While the wife sat there with my video camera filling five cassettes, I managed to sneak off to an opportune golf tournament at the Trujillo Golf and Country Club where I competed with 70 other golfers from different clubs around the country. The Trujillo club is most delightful, filled with tennis racquets and bikinis, and a very nice 9-hole golf course. The tournament cost me S/.70 ($ 21.50) for two days of practice, two days of competition, an Argentine barbecue, and drinks. If you are a registered golfer, you can always get permission to play.

The Marinera is something else. It was derived from the Afro-Peruvian dance called the Zamacueca and the Mozamala. In 1893, a famous local character nicknamed ”El Tunante” baptized the dance with the title of “Marinera” in homage of Peru´s greatest naval hero, Miguel Grau, who went down with his ship while defending the country.

What makes it so special is the graceful manner the couples flirt with each other while spinning around the floor. The footwork reminds me of the lovely prance of the paso horses. The men are dressed in white trousers with striped cotton ponchos, white shirts, and wide-brimmed straw hats used by the farm owners and foreman along the northern coast. The ladies wear ornate flowing skirts with long sleeved blouses equally as decorative, with their hair drawn back in a bun and often adorned by flowers. The men wear hard leather shoes in order to do some fancy footwork, and the gals dance barefoot, imitating the steps of their partners.

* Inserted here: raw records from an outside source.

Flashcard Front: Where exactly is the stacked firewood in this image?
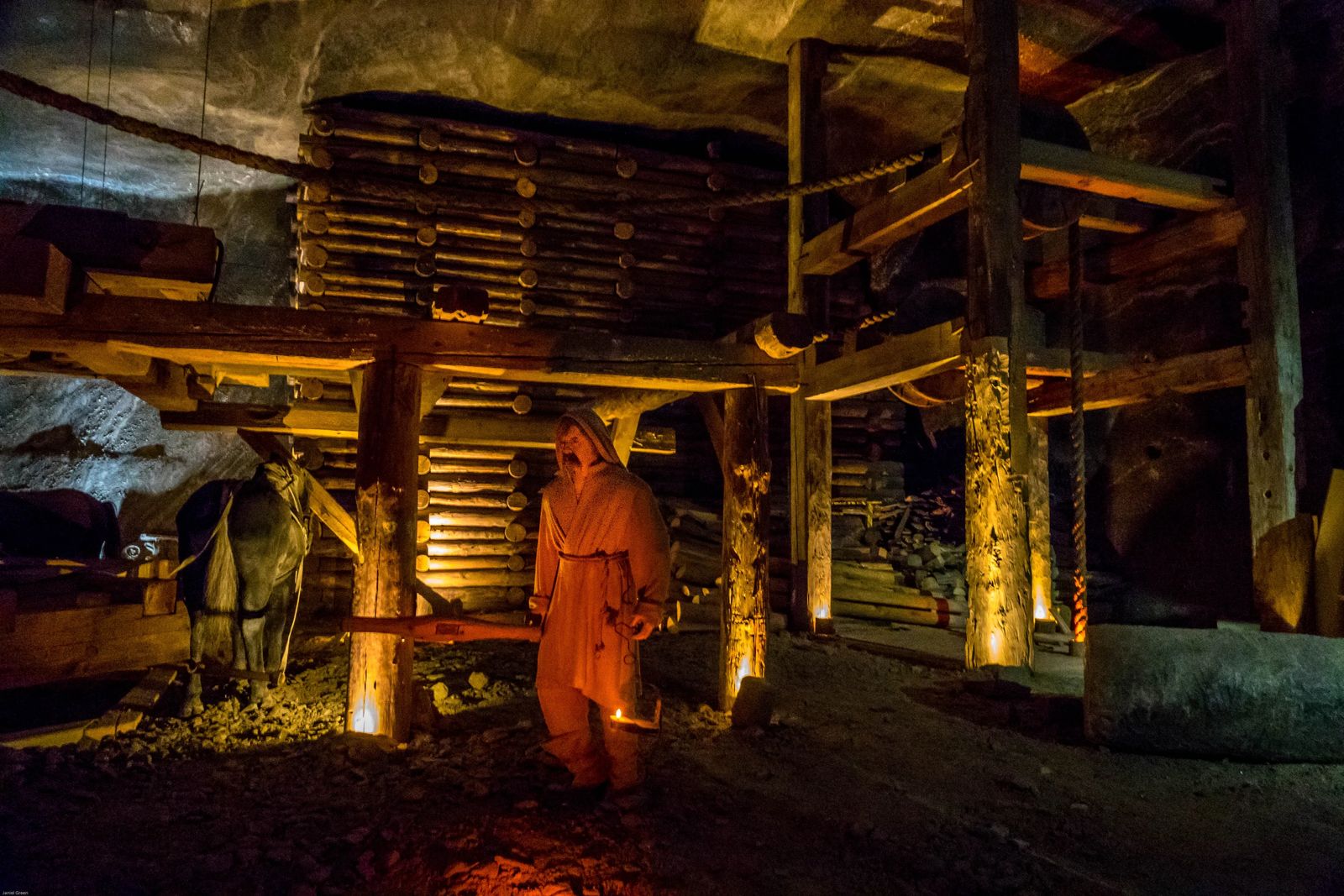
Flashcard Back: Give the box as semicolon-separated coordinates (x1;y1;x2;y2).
664;500;789;631
304;439;555;612
294;102;785;336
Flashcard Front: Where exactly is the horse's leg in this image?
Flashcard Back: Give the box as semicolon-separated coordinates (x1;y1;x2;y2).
266;576;294;686
177;611;206;719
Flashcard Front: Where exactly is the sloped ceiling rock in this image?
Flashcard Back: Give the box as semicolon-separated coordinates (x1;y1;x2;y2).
0;0;1218;205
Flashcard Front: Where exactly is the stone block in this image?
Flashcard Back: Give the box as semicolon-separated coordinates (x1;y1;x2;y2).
732;676;774;728
1084;625;1344;762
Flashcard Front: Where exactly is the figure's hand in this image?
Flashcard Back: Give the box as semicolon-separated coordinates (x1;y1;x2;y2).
527;594;551;619
630;603;663;641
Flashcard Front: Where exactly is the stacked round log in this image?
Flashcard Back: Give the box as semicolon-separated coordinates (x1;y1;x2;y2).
293;102;785;336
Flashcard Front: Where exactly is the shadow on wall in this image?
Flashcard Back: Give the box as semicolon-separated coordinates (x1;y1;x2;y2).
0;376;257;542
1087;390;1252;619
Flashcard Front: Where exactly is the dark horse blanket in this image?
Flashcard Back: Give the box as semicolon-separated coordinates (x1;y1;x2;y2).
177;461;309;715
0;489;121;560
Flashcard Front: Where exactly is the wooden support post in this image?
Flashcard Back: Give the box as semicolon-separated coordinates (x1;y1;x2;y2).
1227;0;1302;545
345;354;421;743
963;0;1032;668
719;388;770;712
1026;417;1055;619
788;38;831;631
612;414;640;464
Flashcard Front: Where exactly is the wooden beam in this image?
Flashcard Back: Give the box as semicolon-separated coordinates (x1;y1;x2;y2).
1020;137;1232;211
800;318;963;401
589;312;816;422
0;296;797;392
1026;345;1248;417
238;430;360;560
695;395;723;468
963;0;1033;669
800;160;970;274
785;39;831;631
801;139;1232;274
719;388;770;712
1030;208;1246;298
1227;0;1302;545
345;356;421;743
612;414;640;464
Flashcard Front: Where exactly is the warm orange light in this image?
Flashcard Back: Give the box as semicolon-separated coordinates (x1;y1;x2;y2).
349;697;378;735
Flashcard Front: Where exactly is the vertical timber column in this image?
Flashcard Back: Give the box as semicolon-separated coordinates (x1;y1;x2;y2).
345;354;421;743
1026;417;1055;619
719;387;770;712
963;0;1032;669
786;38;831;631
1227;0;1302;548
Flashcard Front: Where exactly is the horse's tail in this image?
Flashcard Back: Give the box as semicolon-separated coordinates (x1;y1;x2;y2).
204;505;238;654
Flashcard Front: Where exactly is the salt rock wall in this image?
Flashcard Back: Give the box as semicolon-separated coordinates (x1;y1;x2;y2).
0;376;257;542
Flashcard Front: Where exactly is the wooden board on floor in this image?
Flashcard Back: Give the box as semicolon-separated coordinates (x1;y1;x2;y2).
0;603;190;689
1313;470;1344;638
1252;513;1315;634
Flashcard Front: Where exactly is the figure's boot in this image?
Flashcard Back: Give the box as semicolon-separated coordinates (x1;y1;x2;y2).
542;730;607;790
602;710;643;791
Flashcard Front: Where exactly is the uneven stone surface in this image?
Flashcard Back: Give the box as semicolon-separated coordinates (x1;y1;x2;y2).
0;376;257;542
10;634;1344;896
1084;626;1344;762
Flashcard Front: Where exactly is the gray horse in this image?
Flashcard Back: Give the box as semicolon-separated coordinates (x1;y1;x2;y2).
177;459;311;716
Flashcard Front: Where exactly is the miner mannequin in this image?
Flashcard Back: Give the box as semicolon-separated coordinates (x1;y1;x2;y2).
531;408;669;791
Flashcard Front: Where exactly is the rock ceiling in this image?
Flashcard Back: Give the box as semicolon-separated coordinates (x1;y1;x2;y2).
0;0;1221;210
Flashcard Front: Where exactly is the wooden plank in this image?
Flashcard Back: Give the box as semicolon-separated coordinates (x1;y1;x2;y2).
1227;0;1302;544
798;161;970;274
1252;513;1315;634
1312;470;1344;638
1020;137;1232;211
800;139;1232;274
801;318;965;401
0;297;797;392
785;39;831;631
1026;345;1248;417
0;603;190;688
345;354;421;743
81;666;177;740
1030;208;1246;298
963;0;1033;669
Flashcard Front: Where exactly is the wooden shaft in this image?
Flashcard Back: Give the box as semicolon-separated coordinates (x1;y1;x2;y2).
785;39;831;630
963;0;1033;668
719;388;770;712
345;354;421;743
1227;0;1302;545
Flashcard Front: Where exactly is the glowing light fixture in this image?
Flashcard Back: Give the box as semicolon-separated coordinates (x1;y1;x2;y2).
349;697;378;735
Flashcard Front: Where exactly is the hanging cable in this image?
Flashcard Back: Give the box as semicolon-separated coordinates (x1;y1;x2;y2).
191;0;215;228
98;4;117;208
1068;223;1087;642
79;2;98;206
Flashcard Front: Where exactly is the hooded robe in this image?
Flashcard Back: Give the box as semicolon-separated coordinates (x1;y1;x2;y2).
535;408;669;706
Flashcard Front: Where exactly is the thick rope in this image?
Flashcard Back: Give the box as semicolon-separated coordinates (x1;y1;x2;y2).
0;69;923;215
622;153;923;215
1068;224;1087;642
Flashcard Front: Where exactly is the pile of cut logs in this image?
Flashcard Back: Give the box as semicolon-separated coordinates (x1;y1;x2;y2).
304;439;554;612
293;102;785;336
664;500;789;631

Supposedly the costumes stem from the days when the prosperous gentlemen would descend from the ships at the local port of Salaverry to be greeted by simple countryside girls in bare feet who would try to attract their attention with their long flowing skirts and coquettish flirting. The Piura style of Marinera is characterized more by black outfits, while Trujillo uses lighter and brighter colors. The Lima Marinera uses tighter skirts and shorter steps, but all use a white handkerchief that they swirl between their fingers as they flirt with each other. Never do they make absolute physical contact nor do they kiss in order to maintain an element of suspense and temptation.

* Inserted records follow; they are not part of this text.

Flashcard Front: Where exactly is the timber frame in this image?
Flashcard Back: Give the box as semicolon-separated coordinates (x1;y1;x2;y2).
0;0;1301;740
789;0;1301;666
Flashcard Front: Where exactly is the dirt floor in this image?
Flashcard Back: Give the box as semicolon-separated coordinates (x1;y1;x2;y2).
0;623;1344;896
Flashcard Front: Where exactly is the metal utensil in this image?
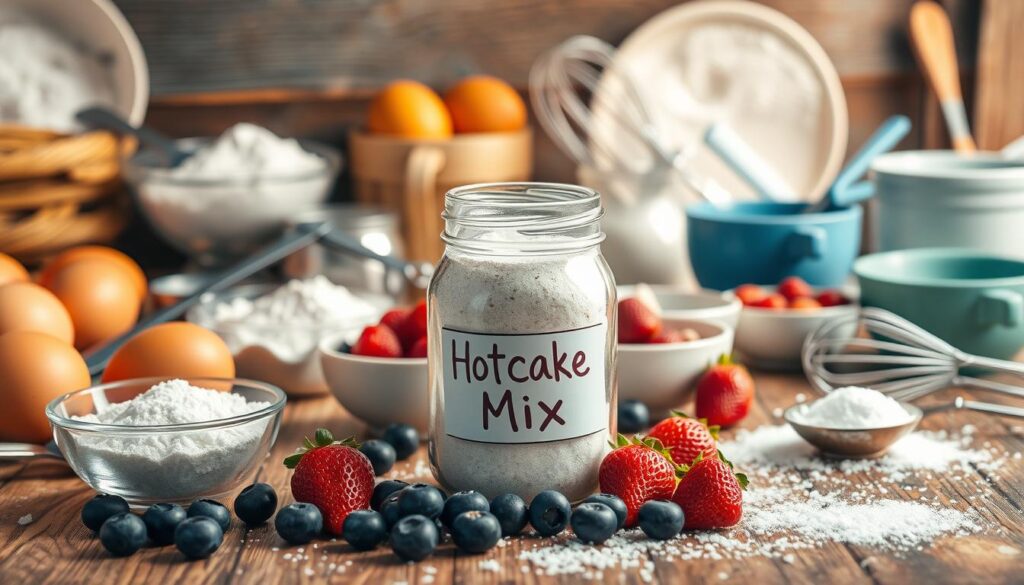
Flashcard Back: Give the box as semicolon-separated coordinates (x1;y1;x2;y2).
805;116;910;213
75;107;190;168
529;36;732;205
85;221;331;376
801;307;1024;401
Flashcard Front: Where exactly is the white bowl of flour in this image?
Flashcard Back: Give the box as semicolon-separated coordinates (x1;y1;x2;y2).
46;378;286;507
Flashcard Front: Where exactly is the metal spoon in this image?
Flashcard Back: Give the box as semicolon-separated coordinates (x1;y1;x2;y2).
782;396;1024;459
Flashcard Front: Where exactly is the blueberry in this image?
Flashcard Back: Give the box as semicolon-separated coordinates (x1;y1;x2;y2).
584;494;630;530
618;401;650;434
529;490;572;536
174;516;224;558
370;479;409;512
637;500;683;540
142;504;187;546
441;490;490;528
359;438;395;475
341;510;387;550
490;494;528;536
234;484;278;527
570;502;618;544
381;492;401;530
390;514;440;561
381;423;420;461
273;502;324;544
398;484;444;518
452;510;502;554
99;512;145;556
82;494;130;532
188;500;231;532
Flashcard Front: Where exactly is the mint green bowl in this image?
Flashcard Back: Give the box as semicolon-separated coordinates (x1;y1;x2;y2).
853;248;1024;360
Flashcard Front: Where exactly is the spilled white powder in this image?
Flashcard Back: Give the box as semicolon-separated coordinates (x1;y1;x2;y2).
793;386;913;429
72;380;272;501
0;8;114;132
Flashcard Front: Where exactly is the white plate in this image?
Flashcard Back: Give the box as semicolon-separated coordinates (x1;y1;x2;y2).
591;1;848;201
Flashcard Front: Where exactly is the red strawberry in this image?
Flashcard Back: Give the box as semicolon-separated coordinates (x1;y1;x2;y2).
818;290;850;306
598;434;677;527
618;298;662;343
285;428;374;535
672;453;748;530
406;337;427;358
351;325;401;358
647;411;718;461
395;300;427;349
694;356;754;427
776;277;814;300
380;308;409;334
732;285;768;306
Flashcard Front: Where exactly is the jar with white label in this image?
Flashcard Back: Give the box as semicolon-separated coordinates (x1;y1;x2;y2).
427;183;615;501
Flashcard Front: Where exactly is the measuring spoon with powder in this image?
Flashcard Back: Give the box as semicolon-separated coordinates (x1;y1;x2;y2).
782;387;1024;459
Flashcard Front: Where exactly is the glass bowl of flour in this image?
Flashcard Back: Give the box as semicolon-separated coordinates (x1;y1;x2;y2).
46;378;286;507
124;124;341;265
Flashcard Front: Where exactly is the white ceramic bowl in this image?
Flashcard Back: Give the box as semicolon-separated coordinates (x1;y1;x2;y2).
736;286;860;371
319;334;430;435
618;285;743;329
617;318;732;418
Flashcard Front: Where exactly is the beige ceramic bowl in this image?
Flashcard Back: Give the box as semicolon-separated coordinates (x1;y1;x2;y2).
319;333;430;435
617;318;732;418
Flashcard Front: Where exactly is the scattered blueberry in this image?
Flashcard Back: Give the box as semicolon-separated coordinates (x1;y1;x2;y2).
273;502;324;544
452;510;502;554
490;494;528;536
618;401;650;434
234;484;278;527
142;504;187;546
637;500;683;540
188;500;231;532
529;490;572;536
359;438;395;475
380;490;404;530
341;510;387;550
174;516;224;558
82;494;130;532
390;514;440;561
370;479;409;512
441;490;490;528
398;484;444;518
381;423;420;461
99;512;145;556
584;494;630;530
570;502;618;544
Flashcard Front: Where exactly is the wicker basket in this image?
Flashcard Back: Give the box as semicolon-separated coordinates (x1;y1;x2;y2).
0;126;134;262
349;129;534;262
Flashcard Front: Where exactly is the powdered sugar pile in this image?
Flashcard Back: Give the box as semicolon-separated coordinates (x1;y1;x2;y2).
794;386;913;428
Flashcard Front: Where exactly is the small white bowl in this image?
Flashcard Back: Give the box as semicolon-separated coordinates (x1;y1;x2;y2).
618;285;743;329
617;318;732;418
319;333;430;435
736;286;860;371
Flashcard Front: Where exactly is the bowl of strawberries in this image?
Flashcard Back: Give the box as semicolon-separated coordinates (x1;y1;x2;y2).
733;277;858;370
319;301;429;434
617;296;733;418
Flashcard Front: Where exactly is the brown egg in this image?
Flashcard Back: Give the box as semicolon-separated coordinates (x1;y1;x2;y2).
103;323;234;382
0;252;29;286
49;258;139;349
0;331;90;443
0;283;75;345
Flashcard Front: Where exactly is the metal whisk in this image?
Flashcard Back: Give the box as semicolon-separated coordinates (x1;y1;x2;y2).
802;307;1024;401
529;36;732;205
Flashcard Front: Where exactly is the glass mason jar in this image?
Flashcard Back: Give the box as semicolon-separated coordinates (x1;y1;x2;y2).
427;182;616;501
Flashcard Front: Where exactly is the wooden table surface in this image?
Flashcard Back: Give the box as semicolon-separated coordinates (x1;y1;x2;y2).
0;373;1024;585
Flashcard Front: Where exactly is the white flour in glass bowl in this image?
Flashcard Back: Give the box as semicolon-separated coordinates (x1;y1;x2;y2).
188;276;381;395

As to the music, the Marinera is waltzy and is usually performed accompanied by a guitar and a rhythmic hollow wooden box called a cajón. In big events such as the Trujillo festival, the Police Brass Band is called in to assure lots of noise. 170 couples from tots to seniors competed during the last three days of the festival, and it is a world of color, rhythm, and ecstasy.

On the way home, we were stopped for going around a roundabout the RIGHT way, and again going into Casma where we, along with a string of other vehicles, were clocked doing 55 kms. in a 45 km. zone when they took our picture with a radar camera. We all got tickets for S/.330 ($100). This time there was no request for donations. I paid the fine upon my return to Lima and for being punctual, they gave me a 50% discount! Talk about bargains. We´ll undoubtedly go back again next year.